Automatic Crash Reporting
It seems that more often than not, logging fails to garner the respect it deserves. Many applications weave megabytes of useful debug information from a combination of thousands of successful and failed requests into a single log file. Tools help filter the result to some degree but can't help much when the production application forgoes debug level logging for the sake of performance. How many times have you troubleshot a production issue sans adequate information?
My current web application made due during development with a simple default error page that printed the exception stack trace to the browser. Testers would copy the stack trace and enter a short description into Bugzilla. In the past, when the production deadline rolled around, we would typically modify the error handler to display a generic error message and unique ID in place of the stack trace and fire off an e-mail to an administrator. This time we decided to turn things up a notch. First, throwing away useful debug level log messages seemed like an enormous waste. If dumping the messages from separate requests to one place produces a bottleneck, why not keep them separate? Second, filing bugs and filtering out duplicates struck me as unnecessarily rote. How could we better automate the process?
Inspired by an entry in Marick's blog, I built a crash reporting framework (nicknamed "Bobzilla" by a coworker). The simple implementation does not impact application code; we combine a custom Servlet filter and a custom log4j appender to capture the log messages for the scope of a request in a thread local buffer. When the filter catches an exception, it creates a new bug in Bugzilla and uses the log messages leading up to the exception and the exception's stack trace as the bug description.
Integrating with Bugzilla proved easier than we expected. Tired of waiting for permission to directly access the Bugzilla database, I decided to post bugs directly to the Bugzilla web application. I discovered through experimentation that Bugzilla lets you pass the user ID and password along with the rest of the parameters, so authentication was a snap. Integration amounted to looking at the HTML source for the "New Bug" page to see what parameters it passed in and duplicating the effort using a
We filter out duplicate exceptions by hashing the stack trace. Unfortunately, even after some experimentation and tweaking, a couple duplicates still make it through, however any further filtering must be application specific and would require more development effort than simply invalidating duplicate bugs by hand. We're still much better off than where we started.

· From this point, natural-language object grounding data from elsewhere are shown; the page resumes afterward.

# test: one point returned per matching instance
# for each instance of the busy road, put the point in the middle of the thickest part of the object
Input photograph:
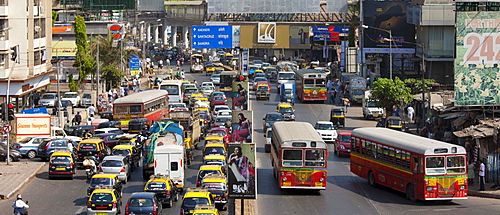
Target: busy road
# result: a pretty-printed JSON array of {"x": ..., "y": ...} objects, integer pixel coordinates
[{"x": 345, "y": 193}]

With "Bobzilla" in place for a few weeks now, the turnaround time for addressing bugs has dropped considerably, testers focus more time identifying functionality issues, fewer problems slip through the cracks, we collect debug level messages in production with no performance penalty, and I no longer waste time tailing logs and filtering the noise caused by ten concurrent requests. As a next step, I think I might implement a dynaop interceptor that does for our service layer as the servlet filter does for our web application.